The story revolves around the concept of rebirth and tells the story of two couples, four decades apart. The first half of the book talks about Bill and Jenny, a happy, well-to-do New York couple which decides to have kids. But after a miscarriage, Jenny is asked to slow down from her fast paced fashion career and hence, when her husband gets a chance to move to a small town in Wyoming, they decide to take it knowing that would be best for them. Fast forward 40 years, Lillibet Petersen is a young Amish girl trapped in her dull and tiring Amish life. But she is different from others, for she loves to read and has also written a book. Afraid of her formidable, orthodox father, she secretly sends her manuscript to a New York based publisher, Robert Bellagio, who instantly falls in love with her book. The second half of the book tells the story of how Lillibet braves everything to publish her book.
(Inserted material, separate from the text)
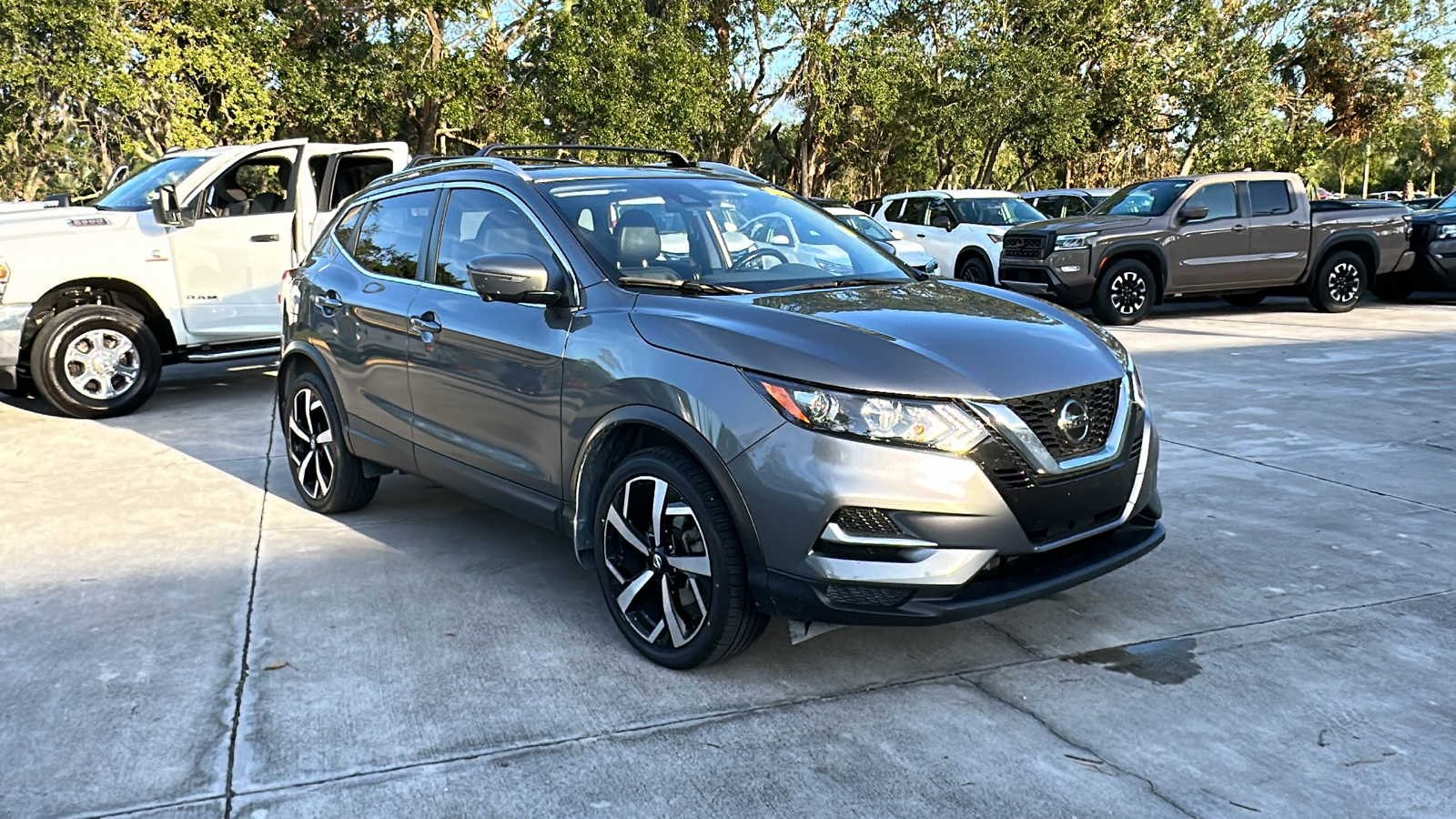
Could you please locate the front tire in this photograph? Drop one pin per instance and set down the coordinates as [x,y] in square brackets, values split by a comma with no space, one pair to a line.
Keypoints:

The author has her trademark narrative style which is an easy and pleasant read. However, compared to the second story, the first one seems much better and more relatable to the period when it occurs.
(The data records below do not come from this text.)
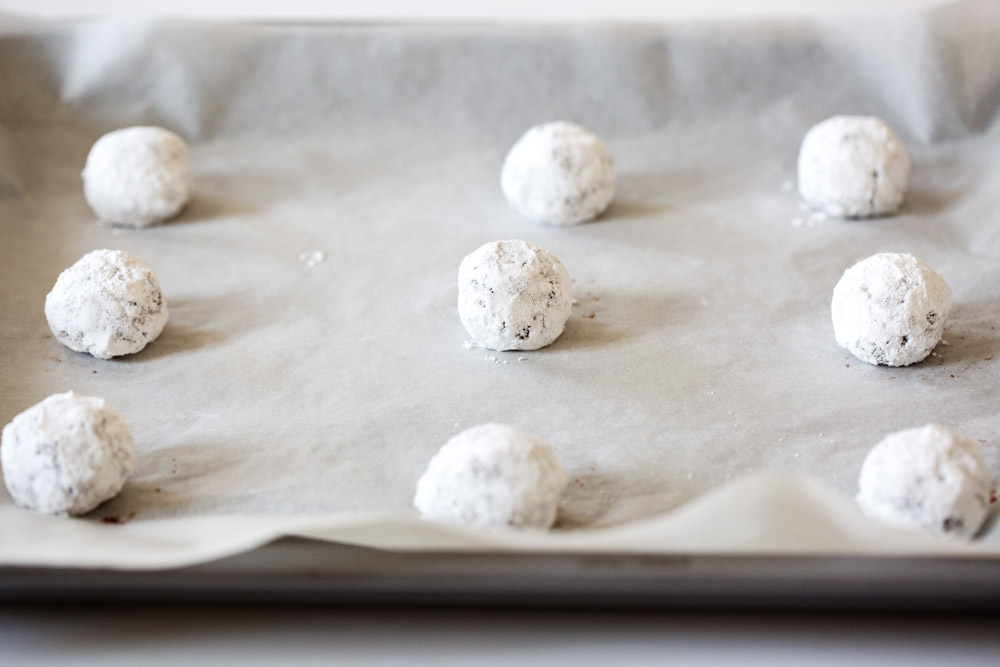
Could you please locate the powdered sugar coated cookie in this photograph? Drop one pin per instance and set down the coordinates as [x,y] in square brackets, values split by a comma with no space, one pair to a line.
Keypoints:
[559,173]
[492,476]
[890,309]
[137,176]
[513,296]
[107,304]
[66,455]
[926,479]
[853,167]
One thing to be noted here is that using magical realism as a plot device is a double-edged sword that writers need to wield carefully. Even a usually open-minded reader would scoff at the idea of re-birth, and it is the author’s responsibility to, if not convince the reader of this possibility, then at least make them receptive to such an idea. If this does not happen, such twists usually end up being nothing more than a clichéd, hackneyed attempt by a desperate writer to give some weight to an otherwise dull plot. This is where the book failed.
Sometimes, there is a third option available. When the characters are just so vibrant, and the writing just so amazing, the reader is willing to suspend intelligence and accept the said hackneyed idea, and continues reading. However, here her main characters are picture perfect with impeccable qualities. They lack depth and are shown as flawless figurines rather than a normal human beings. Paper-sketches that failed to induce any emotional connection with the reader, leading to a flat, rather monotonous reading experience.
The whole area of rebirth and eternal love came out on similar lines with Om Shanti Om (which has a miserably cheesy story line); filled with dialogues like:
‘She laughed, and it was a sound like bells in the wind’
Compared to many of the better books from this author, this book was a letdown. Perhaps Danielle Steel fans and some romantics might find this worth their time. For others, I’d advise to be cautious. This has very little substance to offer.